Так я шел с полчаса, может, дольше и вдруг вышел из лесу. Вдоль самой кромки его, под деревьями, не на опушке, шел длинный ров, да не один, а два или три подряд. Рвы оберегали лес вокруг, из них далеко было видно, потому что сразу за ними вниз уходил совсем голый склон. Что это окопы, догадаться было нетрудно. К тому же в них оказалось много пустых гильз от патронов, круглые заржавленные жестяные банки и другой бесполезный хлам. Неподалеку от рва наткнулся я на два креста. Они стояли рядышком возле двух могильных холмиков. Добрые люди даже надписи сделали на крестах. Правда, непогода, дожди их немного уже размыли, но все же я разобрал, что под одним крестом лежит девица Мария Сюч, беженка, умершая в одна тысяча девятьсот шестнадцатом году, а под другим покоится солдат по имени Петер Мошойго, погибший в том же году на поле брани, как и подобает храброму воину. Пожалел я обоих, что лежат вот так, рядышком, матерью-землей повенчанные, и даже молитву пробормотал во спасение душ ихних.

Отсюда повернул уж прямо домой. Ружья с патронами в дупле гигантского бука припрятал, и хорошо сделал, потому как у дома меня уже дожидались — сразу двое за дровами приехали.

— Где пропадал? — спросил один.

— На кладбище был, — ответил я сразу.

— Вот как, здесь и кладбище есть?

— Все здесь есть, что человеку требуется.

Тут и второй вставил слово:

— Пока тебя не было, двое тут дровишки прибрали к рукам.

Я смекнул, что меня разыгрывают, сказал спокойно:

— Что ж, теперь хоть с дровами будут.

Поговорили еще о том о сем, потом они погрузились, я квитанции выписал, деньги принял, пусть себе едут домой с богом, ну и с дровишками тоже.

После них, в тот же день то есть, еще человек пять приезжало. И с этими все прошло как по маслу. А под вечер, когда новых покупателей можно было особо не ждать, пошел я опять к заветному месту, на железные тыквы взглянуть. Правда, и ружья покоя мне не давали, не терпелось испробовать их на деле, но черные железные кругляки переманили. Сидели они, как сидели, там, где я их оставил, хотя, видит бог, я нисколечки не удивился бы, если б двенадцать моих цыганят тем временем дали бы деру. Стал я опять их разглядывать, с прежним почтением, а первую, ту, что из ящика вытащил, долго со всех сторон изучал, даже на живот перед нею улегся. Однако ковыряться в груше, тыкать в нее чем-нибудь или просто ворочать туда-сюда не посмел, так что и после второго погляда не стал умнее.

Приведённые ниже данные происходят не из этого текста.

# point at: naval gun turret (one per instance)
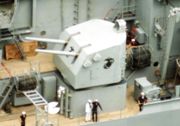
(91, 58)
(100, 56)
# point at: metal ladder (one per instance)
(5, 94)
(38, 101)
(35, 98)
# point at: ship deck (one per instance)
(19, 67)
(14, 118)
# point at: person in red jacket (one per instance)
(23, 118)
(95, 105)
(142, 99)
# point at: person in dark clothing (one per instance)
(23, 118)
(142, 100)
(95, 105)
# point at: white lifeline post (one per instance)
(88, 110)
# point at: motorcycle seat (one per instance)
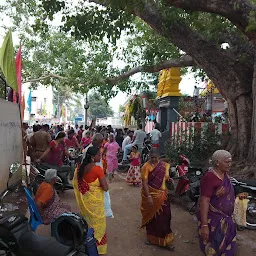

Поднялся на ноги, а что дальше делать, не знаю. И тут отличилась Блоха. Она, пока я свои наблюдения вел, на земле растянувшись, озадаченно на меня смотрела, а тут резво подбежала к тыкве-груше, обнюхала, беспечно повернулась к ней задом, приподняла заднюю лапу и трижды ее оросила. Я засмеялся, ну, думаю, ничего умнее и нельзя было сделать.

— Ох, Блоха, — говорю, — славно же ты почтила эти исчадья войны.

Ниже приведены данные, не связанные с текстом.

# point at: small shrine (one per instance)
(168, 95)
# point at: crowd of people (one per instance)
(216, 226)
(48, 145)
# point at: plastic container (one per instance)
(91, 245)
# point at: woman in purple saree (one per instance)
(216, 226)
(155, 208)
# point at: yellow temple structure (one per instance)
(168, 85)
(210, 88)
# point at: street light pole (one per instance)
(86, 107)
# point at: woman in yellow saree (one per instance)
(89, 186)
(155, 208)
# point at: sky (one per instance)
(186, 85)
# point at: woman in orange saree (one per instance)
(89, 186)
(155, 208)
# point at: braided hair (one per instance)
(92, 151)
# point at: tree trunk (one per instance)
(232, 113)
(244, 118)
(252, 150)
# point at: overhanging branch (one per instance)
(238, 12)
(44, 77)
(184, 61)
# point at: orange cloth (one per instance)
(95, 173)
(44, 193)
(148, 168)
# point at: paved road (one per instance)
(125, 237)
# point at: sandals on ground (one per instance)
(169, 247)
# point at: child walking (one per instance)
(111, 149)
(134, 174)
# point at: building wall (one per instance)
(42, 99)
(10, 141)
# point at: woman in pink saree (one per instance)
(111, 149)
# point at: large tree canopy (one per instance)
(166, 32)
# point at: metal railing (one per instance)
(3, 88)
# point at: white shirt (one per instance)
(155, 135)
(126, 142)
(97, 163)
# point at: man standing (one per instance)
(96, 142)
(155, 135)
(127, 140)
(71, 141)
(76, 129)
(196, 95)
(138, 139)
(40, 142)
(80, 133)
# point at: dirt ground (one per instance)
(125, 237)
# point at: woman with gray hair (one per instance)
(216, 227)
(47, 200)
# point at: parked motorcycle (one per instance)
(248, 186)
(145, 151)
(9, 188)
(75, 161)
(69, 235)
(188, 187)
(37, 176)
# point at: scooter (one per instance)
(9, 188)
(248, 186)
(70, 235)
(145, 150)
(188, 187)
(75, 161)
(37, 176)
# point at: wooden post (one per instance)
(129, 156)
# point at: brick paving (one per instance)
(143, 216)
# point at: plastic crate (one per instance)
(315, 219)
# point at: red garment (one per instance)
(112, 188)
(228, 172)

Собака глядела на меня весело, словно похвалялась: видал, что я умею! Эх, думаю, теперь моя очередь уменье свое показать. Почесал я в затылке: что бы учинить такое? И родилась в голове моей мысль, которая не только самую шумную победу мне принесла за время правления моего на Харгите, но и прибыток дала немалый. Я выбрал удобное, по моему разумению, место между двумя высоченными соснами, натаскал валежника столько, что его на телегу хватило бы, а то и больше, и стал готовить костер. В этом деле я мастер был. Выложил сперва основанье, затем ровно, ряд за рядом начал ветки укладывать. А как поднялось сооруженье мое от земли вершка на три, сделал посередке гнездышко и бережно посадил в него тыкву-чернавку, сверху же ее валежником забросал, все накидал, что собрал. Закончив дело, еще раз огляделся вокруг и снизу поджег костер.

— А ну, Блоха, — крикнул собаке, — теперь ходу! Ох и припустились мы с ней, через весь лес вихрем промчались, только у дуплистого знакомого бука остановились. Я так и рухнул, не мог отдышаться. Блоху рядом с собой к земле прижал, боялся, не вздумала б обратно вернуться. Солнце клонилось уже на покой, и все вокруг стало золотисто-красным, горы, воздух и лес. Тихим и величавым было в тот миг мое ало пылавшее лесное царство, как будто застыло в ожидании конца света. Я тоже ждал, сердце гулко бухало в груди, меня била дрожь, и я трясся всем телом, трясся сильней и сильней; а фантазия металась, как обезумевшая птица, а мысли гудели в голове, словно рой растревоженных пчел. И вдруг мелькнуло: что как в лесу вспыхнет пожар и все-все сгорит! Стало так страшно, как будто вот сейчас обрушится мир над моей головой. Я хотел вскочить на ноги, но ужас лишил меня сил, и я лежал, беспомощный, бессильно царапая землю, и даже немножко намочил штаны, хотя такого со мною отродясь не бывало. Не знаю, сколько я пролежал так, помню только, что могучий взрыв распорол вдруг воздух и сотряс землю, а ведь я далеко успел отбежать! Я тут же вскочил и как полоумный кинулся к месту взрыва. Блоха мчалась рядом, соспеху я трижды споткнулся, упал, но она всякий раз останавливалась и тянула меня за куртку, помогала встать. Наконец мы были на месте, и я застыл как вкопанный, увидевши, что натворил.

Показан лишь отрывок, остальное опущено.